Of course, I miss Jason for more than the impact on my gastronomic life. I have had to make my own coffee, every noise at night is a burglar, and I been watching excessive amounts of Downton Abbey... not that that last one is a bad thing. Because of his schedule, I only get to talk to him once a day or sometimes every other day, usually very late at night when my brain is done thinking. I’ve started making lists of all the “practical things” I need to ask him. (Although I make these lists anyways when he is here and working 20 feet away from me. It takes extreme self control to not take advantage of working together to interrupt him every time I have a question or exciting thought. Instead, I have my list and try to just interrupt him once a day... or probably twice.)

The other thing that makes me a little worried about having Jason gone while getting LASIK is that if I go blind, I won’t have had a good last long look at his face. Instead the last time I was his face was a quick goodbye at the airport. I’ll have to look at some pictures. Luckily for me, I have some experience of how it feels to suddenly go blind.

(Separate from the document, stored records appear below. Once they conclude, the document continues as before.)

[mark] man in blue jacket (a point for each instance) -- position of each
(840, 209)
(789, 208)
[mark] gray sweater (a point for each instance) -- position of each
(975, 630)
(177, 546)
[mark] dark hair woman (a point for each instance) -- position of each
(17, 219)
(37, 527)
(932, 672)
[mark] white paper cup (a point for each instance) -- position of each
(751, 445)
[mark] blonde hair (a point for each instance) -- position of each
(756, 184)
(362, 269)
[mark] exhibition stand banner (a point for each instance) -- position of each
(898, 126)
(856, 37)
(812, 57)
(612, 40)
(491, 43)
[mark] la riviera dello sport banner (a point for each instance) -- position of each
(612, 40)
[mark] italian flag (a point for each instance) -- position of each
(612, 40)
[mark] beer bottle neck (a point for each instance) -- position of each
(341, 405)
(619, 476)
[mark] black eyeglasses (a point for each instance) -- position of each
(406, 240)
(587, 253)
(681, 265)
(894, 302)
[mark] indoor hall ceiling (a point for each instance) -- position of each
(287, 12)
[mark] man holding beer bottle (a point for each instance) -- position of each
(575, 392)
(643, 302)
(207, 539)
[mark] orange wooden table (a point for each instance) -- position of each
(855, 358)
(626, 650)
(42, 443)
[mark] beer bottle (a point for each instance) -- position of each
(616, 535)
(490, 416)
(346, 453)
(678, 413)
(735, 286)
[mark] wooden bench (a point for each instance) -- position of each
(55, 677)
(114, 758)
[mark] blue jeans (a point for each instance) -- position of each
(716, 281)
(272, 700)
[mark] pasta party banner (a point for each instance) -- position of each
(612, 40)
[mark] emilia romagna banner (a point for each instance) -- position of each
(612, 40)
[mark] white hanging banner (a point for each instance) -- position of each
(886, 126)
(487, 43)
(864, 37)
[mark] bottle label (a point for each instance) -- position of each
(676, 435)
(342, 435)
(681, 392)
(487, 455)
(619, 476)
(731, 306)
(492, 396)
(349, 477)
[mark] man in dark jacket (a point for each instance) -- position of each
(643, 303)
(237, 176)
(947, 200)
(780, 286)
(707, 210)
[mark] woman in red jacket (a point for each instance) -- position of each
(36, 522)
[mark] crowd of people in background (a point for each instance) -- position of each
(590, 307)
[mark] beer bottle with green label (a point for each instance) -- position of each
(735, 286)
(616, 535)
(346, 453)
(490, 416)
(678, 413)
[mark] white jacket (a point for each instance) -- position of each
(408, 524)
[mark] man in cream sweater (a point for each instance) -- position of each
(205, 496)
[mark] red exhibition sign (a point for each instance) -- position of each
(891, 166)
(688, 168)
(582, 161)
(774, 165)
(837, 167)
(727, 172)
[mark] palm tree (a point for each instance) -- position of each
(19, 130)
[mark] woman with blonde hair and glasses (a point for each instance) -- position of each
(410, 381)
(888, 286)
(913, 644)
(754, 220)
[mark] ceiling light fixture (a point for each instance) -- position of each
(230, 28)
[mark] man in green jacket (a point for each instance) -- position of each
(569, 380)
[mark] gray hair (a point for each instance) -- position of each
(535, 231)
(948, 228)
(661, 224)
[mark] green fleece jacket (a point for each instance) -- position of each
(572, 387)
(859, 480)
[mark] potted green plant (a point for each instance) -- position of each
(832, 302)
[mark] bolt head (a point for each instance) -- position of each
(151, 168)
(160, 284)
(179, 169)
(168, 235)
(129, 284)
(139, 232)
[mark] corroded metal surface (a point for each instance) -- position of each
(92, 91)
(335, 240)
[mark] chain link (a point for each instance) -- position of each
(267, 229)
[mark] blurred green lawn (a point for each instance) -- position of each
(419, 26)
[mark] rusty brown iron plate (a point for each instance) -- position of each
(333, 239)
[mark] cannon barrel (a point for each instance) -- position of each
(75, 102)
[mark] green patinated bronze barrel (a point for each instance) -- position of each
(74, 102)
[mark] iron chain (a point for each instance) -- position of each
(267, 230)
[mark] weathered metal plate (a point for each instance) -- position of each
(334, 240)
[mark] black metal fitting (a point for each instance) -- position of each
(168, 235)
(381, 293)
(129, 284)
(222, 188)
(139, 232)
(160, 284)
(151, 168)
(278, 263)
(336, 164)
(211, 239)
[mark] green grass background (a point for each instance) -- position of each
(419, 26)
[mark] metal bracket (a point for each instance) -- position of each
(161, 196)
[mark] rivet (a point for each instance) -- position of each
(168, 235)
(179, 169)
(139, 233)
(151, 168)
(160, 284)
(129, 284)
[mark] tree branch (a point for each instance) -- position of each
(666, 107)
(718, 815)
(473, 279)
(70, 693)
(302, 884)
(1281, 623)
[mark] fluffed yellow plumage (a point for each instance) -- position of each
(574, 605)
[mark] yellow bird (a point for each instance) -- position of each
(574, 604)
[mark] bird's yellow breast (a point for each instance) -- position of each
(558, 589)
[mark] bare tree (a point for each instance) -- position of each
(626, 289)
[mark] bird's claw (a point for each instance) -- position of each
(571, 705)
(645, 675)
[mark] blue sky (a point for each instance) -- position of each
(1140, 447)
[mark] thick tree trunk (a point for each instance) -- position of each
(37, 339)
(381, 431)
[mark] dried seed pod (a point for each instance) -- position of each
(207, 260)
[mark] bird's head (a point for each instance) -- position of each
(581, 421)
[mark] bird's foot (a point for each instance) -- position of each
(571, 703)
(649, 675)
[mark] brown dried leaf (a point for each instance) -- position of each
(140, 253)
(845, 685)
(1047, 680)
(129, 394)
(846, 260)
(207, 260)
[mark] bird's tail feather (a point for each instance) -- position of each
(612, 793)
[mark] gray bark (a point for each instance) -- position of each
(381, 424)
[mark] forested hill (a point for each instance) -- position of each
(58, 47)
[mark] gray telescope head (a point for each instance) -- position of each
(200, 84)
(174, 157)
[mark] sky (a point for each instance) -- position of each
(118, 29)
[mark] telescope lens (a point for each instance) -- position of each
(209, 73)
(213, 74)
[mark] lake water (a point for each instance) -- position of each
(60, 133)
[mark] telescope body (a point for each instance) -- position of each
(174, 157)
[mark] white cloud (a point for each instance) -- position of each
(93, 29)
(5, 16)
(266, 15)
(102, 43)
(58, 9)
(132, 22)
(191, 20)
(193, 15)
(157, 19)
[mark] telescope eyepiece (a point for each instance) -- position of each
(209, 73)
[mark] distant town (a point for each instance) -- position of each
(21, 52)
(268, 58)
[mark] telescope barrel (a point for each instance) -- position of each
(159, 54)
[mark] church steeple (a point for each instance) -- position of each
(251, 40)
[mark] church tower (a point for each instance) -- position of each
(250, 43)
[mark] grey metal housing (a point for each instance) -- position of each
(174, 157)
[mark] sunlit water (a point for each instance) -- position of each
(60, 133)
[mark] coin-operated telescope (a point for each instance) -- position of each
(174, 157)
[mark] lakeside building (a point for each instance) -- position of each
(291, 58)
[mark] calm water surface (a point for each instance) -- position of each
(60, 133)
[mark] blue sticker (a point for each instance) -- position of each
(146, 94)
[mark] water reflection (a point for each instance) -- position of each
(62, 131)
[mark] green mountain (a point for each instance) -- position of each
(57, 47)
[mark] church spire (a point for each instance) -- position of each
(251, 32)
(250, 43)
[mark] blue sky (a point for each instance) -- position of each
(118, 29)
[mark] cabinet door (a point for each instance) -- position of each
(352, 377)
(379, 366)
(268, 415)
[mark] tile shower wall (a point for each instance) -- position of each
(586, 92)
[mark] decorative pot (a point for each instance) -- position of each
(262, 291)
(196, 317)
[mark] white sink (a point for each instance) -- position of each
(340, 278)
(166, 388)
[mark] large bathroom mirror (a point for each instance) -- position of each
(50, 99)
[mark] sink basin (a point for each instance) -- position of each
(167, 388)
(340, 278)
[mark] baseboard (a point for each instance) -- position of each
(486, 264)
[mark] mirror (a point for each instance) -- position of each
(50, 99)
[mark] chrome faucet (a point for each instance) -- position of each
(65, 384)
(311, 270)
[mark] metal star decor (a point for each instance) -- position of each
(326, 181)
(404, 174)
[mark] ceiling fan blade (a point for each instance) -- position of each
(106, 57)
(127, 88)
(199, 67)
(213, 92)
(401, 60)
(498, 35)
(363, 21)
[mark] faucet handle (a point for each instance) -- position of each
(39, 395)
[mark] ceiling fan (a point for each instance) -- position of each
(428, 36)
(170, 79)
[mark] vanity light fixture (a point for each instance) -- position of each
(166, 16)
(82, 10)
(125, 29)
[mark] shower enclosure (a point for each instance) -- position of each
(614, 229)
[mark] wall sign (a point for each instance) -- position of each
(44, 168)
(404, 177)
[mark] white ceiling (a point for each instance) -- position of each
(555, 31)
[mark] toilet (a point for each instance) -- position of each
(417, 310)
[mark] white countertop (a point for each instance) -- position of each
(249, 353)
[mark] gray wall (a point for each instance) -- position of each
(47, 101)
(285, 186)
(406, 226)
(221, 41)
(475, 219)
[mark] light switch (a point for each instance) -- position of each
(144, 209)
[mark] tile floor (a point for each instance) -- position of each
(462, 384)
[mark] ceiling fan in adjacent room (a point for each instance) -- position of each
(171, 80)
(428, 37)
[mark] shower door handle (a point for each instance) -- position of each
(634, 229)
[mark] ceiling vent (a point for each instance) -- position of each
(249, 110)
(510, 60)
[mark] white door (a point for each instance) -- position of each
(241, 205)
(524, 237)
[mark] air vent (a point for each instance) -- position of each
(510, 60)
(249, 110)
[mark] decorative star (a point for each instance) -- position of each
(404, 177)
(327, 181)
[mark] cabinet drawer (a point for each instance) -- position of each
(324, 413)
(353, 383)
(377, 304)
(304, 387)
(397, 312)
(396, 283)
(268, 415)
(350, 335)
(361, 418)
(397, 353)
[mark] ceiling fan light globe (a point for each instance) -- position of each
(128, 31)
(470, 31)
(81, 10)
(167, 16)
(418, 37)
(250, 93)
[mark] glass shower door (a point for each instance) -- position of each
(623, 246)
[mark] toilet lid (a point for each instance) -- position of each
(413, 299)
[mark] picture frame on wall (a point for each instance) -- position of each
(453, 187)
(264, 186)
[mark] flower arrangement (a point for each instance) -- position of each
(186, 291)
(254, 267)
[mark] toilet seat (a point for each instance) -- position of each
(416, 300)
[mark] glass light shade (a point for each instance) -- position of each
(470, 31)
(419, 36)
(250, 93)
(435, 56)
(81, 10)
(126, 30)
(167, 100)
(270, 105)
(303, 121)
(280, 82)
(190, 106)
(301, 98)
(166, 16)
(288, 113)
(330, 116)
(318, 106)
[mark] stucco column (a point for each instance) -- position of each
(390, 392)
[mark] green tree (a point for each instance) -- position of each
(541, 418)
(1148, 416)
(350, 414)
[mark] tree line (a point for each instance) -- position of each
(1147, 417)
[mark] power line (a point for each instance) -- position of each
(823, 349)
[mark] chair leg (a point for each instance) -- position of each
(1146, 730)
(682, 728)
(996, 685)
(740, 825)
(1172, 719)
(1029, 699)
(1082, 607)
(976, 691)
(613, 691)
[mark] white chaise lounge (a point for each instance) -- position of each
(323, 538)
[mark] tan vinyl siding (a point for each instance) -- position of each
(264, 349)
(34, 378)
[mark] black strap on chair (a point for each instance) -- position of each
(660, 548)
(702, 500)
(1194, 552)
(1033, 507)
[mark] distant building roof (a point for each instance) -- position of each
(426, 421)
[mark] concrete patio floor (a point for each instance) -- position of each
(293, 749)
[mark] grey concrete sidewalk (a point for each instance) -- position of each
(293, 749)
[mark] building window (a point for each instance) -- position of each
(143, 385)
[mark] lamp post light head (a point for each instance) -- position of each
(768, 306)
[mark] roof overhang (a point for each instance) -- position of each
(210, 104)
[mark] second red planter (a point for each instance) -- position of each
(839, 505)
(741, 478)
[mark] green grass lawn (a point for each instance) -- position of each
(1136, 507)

I was alone in the house one night some years ago when everything suddenly went pitch black – like, I couldn’t see my hand in front of my face black. So I had the logical thought, “Did I just go blind?” I was relieved a few seconds later to find that I could in fact see my phone light up when I hit the buttons, and the power had just gone out. (By the way, I am so sorry if anyone actually has experienced losing their sight or knows someone who has. The doctor also reassured me that while sight loss is a risk of LASIK, it is a very very one.)  Hopefully the surgery will be fine and this will not be the last post I can see to type, but in case it is, you know why.

All of that to say, I will be very relieved once my husband is home and LASIK is over. I’m not that thrilled about the surgery itself so have been wondering if stiff drink beforehand will help calm my nerves, but given the current suspicions about my drinking habits and the early nature of my appointment, downing anything stronger than espresso at 9 am might just make it worse.